Adolph Reed's work on American politics is notable for its critique of identity politics and antiracism, particularly of their role in Black politics.

After South Carolina Governor Nikki Haley announced that African American Republican Tim Scott would be named to the soon-to-be-open U.S. Senate seat in South Carolina, held by Jim DeMint on December 17, 2012, Reed, in an op-ed published in the December 18, 2012 edition of The New York Times, stated, "It obscures the fact that modern black Republicans have been more tokens than signs of progress." Reed's editorial has been criticized by conservatives who argue that Reed applies the term 'token' to any African American who holds conservative views and posited a correlation between Reed's conviction that GOP policies don’t reflect mainstream black politics to a belief that the tokenism charge does not apply when the African American politician is a member of the Democratic Party.

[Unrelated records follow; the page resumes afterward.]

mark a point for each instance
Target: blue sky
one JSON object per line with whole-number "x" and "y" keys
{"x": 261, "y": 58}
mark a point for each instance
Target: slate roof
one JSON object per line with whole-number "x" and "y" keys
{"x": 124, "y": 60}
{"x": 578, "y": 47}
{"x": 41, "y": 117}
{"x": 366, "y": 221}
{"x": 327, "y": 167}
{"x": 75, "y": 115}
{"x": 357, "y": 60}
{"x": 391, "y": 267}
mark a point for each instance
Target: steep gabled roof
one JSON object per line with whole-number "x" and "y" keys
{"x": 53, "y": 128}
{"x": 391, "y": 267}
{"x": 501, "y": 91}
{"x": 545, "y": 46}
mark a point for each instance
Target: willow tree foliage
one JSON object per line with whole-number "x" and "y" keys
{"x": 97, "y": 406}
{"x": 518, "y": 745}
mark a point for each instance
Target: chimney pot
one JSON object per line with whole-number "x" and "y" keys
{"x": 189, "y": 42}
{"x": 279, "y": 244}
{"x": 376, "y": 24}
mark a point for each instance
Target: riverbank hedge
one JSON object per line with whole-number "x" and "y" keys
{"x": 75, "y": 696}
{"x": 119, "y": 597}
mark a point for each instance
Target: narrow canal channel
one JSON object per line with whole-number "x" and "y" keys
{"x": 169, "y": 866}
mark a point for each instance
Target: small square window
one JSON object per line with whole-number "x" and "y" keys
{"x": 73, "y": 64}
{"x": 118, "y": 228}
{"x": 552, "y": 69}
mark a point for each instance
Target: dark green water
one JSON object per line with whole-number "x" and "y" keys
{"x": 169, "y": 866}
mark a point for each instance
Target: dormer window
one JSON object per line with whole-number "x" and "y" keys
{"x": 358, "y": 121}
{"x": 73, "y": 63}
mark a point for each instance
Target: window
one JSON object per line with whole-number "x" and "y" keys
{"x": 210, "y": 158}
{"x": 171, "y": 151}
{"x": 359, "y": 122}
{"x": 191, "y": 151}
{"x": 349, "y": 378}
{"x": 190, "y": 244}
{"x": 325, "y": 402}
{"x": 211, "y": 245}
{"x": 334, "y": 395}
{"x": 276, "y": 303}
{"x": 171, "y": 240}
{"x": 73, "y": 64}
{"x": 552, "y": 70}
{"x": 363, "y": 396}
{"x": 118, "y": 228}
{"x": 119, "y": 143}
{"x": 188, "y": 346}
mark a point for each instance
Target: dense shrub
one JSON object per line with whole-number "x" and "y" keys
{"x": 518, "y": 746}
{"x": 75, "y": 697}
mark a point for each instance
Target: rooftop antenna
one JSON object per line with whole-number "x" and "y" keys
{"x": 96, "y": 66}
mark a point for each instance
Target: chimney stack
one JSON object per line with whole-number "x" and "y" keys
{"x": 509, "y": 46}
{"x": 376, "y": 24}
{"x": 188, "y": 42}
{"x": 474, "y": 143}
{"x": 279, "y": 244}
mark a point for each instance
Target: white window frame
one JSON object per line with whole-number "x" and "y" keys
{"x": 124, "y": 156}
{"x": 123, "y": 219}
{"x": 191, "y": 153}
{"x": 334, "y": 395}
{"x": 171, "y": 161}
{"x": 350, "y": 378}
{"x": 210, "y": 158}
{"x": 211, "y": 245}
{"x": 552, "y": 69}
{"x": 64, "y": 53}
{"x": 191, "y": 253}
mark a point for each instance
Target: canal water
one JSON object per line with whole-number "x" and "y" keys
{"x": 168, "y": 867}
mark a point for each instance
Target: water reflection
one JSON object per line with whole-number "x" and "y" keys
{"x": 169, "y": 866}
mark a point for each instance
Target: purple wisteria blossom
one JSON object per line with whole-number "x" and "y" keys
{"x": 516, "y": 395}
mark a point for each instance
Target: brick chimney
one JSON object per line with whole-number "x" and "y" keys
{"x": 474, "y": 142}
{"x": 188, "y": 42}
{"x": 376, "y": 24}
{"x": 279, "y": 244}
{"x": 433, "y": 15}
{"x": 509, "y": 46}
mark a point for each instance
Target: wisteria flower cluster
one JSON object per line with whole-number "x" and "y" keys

Reed had been a harsh critic of the policies and ideology of Black Democratic politicians. Reed has consistently criticized the politics of Barack Obama, both before and during his presidency

In an article in the The Village Voice dated January 16, 1996, he said of Obama:

In Chicago, for instance, we’ve gotten a foretaste of the new breed of foundation-hatched black communitarian voices; one of them, a smooth Harvard lawyer with impeccable do-good credentials and vacuous-to-repressive neoliberal politics, has won a state senate seat on a base mainly in the liberal foundation and development worlds. His fundamentally bootstrap line was softened by a patina of the rhetoric of authentic community, talk about meeting in kitchens, small-scale solutions to social problems, and the predictable elevation of process over program — the point where identity politics converges with old-fashioned middle-class reform in favoring form over substance. I suspect that his ilk is the wave of the future in U.S. black politics, as in Haiti and wherever else the International Monetary Fund has sway. So far the black activist response hasn’t been up to the challenge. We have to do better.
This was reprinted in Class Notes: Posing as Politics and Other Thoughts on the American Scene (New Press, 2000).